On June 13, Women’s Voices will launch “Visionary Voices” at the Ethical Society with nationally known activist Brittany Packnett as speaker.

One of Women’s Voices’ most successful campaigns is “Lock it for Love,” started by Finch and others after the Sandy Hook massacre. Women’s Voices hands out gunlocks at health fairs and community and school events, focusing on zip codes where children are at greatest risk. Women’s Voices demonstrates how to use the locks and gives other safety instructions.

 “In St. Louis, thousands and thousands of homes have guns, and many of the homes have children and grandchildren,” Finch said. “Many of the homes do not have gun locks.”

An active Racial Justice committee, which she co-chairs, spun off of the group’s racial justice book club after the events of Ferguson.

Finch’s interests in writing and volunteering probably started in childhood when her mother wrote and edited a magazine. After graduating high school, Finch attended Agnes Scott College, a Presbyterian girls’ school, in Decatur, Ga. There, she said, “I learned to ask questions and question authority and to feel like I had a voice in the world.”

Finch switched after two years to the University of Kentucky in Lexington to major in journalism.

After she married John Finch, then in the Air Force, the couple moved to Texas. When her husband was dispatched to Turkey, she returned to West Virginia to work for a TV station.
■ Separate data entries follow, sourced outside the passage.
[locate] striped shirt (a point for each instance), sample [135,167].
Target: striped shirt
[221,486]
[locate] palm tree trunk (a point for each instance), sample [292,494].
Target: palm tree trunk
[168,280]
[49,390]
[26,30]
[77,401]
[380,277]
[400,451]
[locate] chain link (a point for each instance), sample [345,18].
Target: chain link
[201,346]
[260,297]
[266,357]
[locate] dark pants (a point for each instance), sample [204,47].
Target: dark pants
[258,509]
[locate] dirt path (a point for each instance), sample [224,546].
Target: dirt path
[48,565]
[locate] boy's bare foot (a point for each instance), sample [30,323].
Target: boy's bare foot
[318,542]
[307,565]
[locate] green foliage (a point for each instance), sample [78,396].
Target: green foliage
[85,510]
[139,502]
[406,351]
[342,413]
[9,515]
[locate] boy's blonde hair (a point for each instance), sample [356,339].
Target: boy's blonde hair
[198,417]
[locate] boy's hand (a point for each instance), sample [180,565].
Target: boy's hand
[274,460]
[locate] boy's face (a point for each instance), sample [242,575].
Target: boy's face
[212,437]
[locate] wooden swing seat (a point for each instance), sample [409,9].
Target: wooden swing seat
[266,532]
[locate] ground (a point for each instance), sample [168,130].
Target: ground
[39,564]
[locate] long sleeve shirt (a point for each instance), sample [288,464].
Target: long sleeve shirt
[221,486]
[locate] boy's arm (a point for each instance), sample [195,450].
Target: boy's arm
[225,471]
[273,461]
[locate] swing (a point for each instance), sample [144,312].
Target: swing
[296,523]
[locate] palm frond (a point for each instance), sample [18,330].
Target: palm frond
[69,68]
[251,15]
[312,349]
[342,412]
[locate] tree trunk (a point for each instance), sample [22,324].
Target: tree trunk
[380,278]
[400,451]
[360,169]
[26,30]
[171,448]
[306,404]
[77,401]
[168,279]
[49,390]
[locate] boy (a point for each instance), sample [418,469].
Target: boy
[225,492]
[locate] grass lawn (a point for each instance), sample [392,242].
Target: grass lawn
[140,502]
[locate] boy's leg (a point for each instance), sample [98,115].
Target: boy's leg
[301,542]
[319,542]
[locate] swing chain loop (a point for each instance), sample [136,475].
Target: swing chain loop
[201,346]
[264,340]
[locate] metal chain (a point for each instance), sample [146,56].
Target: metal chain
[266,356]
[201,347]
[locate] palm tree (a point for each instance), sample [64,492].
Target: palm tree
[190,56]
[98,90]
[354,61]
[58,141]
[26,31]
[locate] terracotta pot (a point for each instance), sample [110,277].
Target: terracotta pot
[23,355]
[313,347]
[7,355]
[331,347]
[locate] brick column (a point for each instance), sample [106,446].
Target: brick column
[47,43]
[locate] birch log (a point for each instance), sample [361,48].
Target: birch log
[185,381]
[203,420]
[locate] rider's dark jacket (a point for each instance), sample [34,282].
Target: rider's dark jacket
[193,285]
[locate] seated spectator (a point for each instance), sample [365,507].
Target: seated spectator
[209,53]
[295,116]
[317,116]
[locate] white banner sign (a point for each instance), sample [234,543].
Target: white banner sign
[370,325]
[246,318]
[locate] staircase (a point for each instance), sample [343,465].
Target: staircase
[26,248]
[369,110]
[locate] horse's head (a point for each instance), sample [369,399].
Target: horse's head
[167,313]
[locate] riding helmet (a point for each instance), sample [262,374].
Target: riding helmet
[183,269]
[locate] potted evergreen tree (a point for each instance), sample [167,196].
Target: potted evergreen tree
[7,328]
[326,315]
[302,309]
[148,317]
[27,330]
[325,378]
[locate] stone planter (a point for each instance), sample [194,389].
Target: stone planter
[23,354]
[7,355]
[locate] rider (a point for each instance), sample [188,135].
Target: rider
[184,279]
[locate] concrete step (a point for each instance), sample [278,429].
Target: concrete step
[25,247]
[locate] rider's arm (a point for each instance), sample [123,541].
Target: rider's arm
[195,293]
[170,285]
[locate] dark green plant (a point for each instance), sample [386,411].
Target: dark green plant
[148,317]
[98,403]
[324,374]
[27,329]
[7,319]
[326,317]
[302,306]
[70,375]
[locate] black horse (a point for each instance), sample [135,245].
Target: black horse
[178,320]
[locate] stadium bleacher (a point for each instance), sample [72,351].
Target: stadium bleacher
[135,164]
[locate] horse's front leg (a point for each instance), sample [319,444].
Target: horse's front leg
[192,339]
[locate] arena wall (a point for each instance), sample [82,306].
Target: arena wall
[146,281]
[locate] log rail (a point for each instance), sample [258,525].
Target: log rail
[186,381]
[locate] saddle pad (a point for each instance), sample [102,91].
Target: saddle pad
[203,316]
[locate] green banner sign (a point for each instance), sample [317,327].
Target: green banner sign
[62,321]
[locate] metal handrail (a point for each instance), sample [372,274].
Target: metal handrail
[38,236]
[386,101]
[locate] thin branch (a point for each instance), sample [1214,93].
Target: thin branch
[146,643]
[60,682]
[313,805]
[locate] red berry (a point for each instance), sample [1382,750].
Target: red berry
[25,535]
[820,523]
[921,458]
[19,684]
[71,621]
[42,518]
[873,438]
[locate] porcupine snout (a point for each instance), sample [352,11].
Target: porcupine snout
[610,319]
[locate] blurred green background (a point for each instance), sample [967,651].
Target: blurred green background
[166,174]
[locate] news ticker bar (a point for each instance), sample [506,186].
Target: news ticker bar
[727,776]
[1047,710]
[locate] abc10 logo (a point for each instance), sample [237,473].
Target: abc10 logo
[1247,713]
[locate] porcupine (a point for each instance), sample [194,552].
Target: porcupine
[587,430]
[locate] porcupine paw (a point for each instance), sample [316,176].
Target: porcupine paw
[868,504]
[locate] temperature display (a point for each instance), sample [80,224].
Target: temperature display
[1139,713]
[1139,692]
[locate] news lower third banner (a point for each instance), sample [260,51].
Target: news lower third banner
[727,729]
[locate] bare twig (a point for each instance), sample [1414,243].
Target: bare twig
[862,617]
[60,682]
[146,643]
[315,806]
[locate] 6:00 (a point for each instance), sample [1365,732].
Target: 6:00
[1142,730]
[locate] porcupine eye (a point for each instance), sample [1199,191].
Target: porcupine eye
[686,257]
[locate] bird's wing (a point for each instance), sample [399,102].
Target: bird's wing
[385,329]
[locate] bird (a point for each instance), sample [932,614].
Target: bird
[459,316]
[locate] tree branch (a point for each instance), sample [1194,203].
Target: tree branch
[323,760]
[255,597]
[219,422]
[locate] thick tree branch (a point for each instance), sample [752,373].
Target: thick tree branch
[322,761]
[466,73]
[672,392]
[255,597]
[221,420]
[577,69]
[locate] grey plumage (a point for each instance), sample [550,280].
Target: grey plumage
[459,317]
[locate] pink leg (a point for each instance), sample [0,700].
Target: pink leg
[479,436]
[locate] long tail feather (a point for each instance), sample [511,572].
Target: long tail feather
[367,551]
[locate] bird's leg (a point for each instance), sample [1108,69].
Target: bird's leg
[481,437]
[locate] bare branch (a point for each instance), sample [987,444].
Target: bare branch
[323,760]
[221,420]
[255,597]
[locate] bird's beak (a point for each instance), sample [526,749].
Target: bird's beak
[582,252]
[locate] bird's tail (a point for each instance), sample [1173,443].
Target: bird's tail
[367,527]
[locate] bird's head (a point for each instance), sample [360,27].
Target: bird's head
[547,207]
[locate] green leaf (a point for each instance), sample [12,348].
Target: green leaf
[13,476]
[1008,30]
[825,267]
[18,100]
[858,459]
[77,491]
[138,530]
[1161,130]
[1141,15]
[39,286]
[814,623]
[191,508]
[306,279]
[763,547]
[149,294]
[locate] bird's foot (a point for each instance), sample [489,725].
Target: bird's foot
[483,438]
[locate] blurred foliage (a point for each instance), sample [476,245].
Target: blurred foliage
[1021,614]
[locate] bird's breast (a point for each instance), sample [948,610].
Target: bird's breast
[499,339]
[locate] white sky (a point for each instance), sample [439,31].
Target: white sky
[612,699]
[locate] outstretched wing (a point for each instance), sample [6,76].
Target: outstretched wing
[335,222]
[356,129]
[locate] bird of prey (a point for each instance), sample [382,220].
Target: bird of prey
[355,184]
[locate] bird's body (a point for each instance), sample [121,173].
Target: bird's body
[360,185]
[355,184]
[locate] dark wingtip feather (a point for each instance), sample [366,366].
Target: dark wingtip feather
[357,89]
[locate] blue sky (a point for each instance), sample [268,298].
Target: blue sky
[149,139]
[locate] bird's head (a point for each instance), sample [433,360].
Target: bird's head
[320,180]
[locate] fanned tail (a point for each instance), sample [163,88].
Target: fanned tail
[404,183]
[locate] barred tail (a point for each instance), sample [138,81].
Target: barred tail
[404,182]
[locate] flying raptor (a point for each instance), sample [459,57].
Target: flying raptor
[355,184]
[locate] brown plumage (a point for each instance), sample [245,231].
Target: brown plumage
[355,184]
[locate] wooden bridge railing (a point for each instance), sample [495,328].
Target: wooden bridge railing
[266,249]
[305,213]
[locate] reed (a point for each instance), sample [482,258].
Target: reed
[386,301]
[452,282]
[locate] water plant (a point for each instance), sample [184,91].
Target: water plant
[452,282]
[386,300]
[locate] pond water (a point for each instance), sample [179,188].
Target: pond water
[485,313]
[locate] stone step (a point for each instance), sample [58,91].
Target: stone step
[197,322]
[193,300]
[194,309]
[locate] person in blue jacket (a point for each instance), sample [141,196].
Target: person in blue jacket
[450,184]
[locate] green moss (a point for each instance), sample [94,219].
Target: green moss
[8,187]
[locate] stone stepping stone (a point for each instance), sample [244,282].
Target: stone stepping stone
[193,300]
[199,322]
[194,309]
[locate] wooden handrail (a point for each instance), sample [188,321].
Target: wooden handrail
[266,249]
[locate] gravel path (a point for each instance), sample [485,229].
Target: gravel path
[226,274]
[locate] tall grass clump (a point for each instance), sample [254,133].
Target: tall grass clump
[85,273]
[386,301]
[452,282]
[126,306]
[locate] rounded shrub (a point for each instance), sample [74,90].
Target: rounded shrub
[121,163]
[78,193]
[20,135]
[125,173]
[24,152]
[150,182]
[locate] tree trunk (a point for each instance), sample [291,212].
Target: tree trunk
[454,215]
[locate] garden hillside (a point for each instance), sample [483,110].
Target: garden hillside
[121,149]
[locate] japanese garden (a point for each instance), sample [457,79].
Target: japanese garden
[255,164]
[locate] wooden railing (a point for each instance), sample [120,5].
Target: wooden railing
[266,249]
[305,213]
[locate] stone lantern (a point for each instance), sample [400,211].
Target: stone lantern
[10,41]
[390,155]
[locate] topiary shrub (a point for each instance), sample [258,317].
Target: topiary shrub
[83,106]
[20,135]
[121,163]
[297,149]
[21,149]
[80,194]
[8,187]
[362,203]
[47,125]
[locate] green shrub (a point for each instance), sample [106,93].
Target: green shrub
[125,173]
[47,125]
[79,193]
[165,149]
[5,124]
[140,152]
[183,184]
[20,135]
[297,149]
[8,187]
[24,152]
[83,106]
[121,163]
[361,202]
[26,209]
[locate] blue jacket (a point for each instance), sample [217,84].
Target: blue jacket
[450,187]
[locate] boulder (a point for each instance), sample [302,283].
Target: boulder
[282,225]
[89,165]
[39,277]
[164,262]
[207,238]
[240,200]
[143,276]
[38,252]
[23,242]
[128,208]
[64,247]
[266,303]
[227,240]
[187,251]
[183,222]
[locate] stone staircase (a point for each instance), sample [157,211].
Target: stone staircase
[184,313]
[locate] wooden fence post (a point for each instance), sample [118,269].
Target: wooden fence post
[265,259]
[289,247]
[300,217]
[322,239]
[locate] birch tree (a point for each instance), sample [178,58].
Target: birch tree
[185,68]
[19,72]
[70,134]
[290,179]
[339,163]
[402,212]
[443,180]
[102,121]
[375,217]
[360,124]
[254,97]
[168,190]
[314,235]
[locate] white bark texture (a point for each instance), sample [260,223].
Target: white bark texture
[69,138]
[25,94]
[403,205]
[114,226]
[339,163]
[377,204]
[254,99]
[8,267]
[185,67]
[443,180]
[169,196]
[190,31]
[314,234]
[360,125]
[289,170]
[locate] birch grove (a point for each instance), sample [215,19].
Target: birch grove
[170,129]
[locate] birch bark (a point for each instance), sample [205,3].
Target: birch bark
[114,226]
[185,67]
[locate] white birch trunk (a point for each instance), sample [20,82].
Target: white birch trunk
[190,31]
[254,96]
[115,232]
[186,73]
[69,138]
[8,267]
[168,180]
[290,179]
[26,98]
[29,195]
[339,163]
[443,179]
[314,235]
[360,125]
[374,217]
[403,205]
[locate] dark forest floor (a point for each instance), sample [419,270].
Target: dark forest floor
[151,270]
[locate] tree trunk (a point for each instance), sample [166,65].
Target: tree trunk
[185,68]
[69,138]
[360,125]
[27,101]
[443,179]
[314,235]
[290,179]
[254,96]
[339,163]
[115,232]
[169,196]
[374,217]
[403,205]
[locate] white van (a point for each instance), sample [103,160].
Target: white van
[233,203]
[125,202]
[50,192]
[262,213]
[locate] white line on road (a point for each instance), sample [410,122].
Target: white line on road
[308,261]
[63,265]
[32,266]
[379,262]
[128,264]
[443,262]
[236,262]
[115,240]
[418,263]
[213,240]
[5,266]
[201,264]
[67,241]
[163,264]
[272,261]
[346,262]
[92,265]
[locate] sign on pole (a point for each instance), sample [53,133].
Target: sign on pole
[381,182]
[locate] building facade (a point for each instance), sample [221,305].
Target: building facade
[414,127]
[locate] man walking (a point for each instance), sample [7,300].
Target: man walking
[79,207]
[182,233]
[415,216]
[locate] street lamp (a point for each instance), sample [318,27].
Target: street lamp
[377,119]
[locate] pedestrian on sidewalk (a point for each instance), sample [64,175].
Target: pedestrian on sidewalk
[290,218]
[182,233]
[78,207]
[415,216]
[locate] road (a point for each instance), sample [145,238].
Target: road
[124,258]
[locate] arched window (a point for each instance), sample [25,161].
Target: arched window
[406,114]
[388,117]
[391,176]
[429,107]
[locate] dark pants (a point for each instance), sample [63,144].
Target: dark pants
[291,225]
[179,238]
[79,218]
Over the years, she worked at three newspapers — in San Angelo and Houston, Texas, and in Marietta, Ohio.

“You get newspapers in your blood,” she said.

The Finches moved to St. Louis in 1965 for her husband’s job with the Defense Mapping Agency, and she earned a master’s degree at Washington University.

Finch’s drawl still comes through in conversation — and so does her sense of humor. Her creativity shines. Her main seder plate included a shoelace along with the charoses, bitter herb and other traditional Passover symbols. The shoelace symbolized struggles of Central Americans seeking asylum in the United States at the southern border. Authorities sometimes take away shoelaces before placing asylum seekers in detention.

 “Authorities are afraid they’re going to use them to commit suicide,” Finch said. “Why would anyone walk thousands of miles from Guatemala to El Paso and then commit suicide with shoelaces?”

Judaism was not Finch’s only stop along her spiritual journey. After growing up Presbyterian, she became Unitarian and then “nothing.” 

 In 1995, she took an “Introduction to Judaism” class at Temple Israel. She had not intended to become a Jew but only to broaden her knowledge of another faith.

“It was that course that made me decide to become a Jew,” Finch said. “I realized that this is what I believe.” She became a bat mitzvah at Temple Israel when she was 62.

Batya Abramson-Goldstein, retired executive director of the Jewish Community Relations Council, praises Finch for her “exemplary volunteer leadership” and says collaboration is her keystone.

Finch helped establish partnerships with the JCRC and other organizations, particularly in the areas of racial justice, response to hunger and the prevention of gun violence, Abramson-Goldstein said.

“When I think of Barbara I think of the words of Rabbi Nachman of Breslow who said, ‘If you believe breaking is possible, believe fixing is possible.’ Barbara lives by these words.” 


Barbara Finch 

Age: 81

Family: Married to John Finch, two children, two grandchildren

Home: Clayton

Fun Fact: She married her high school sweetheart.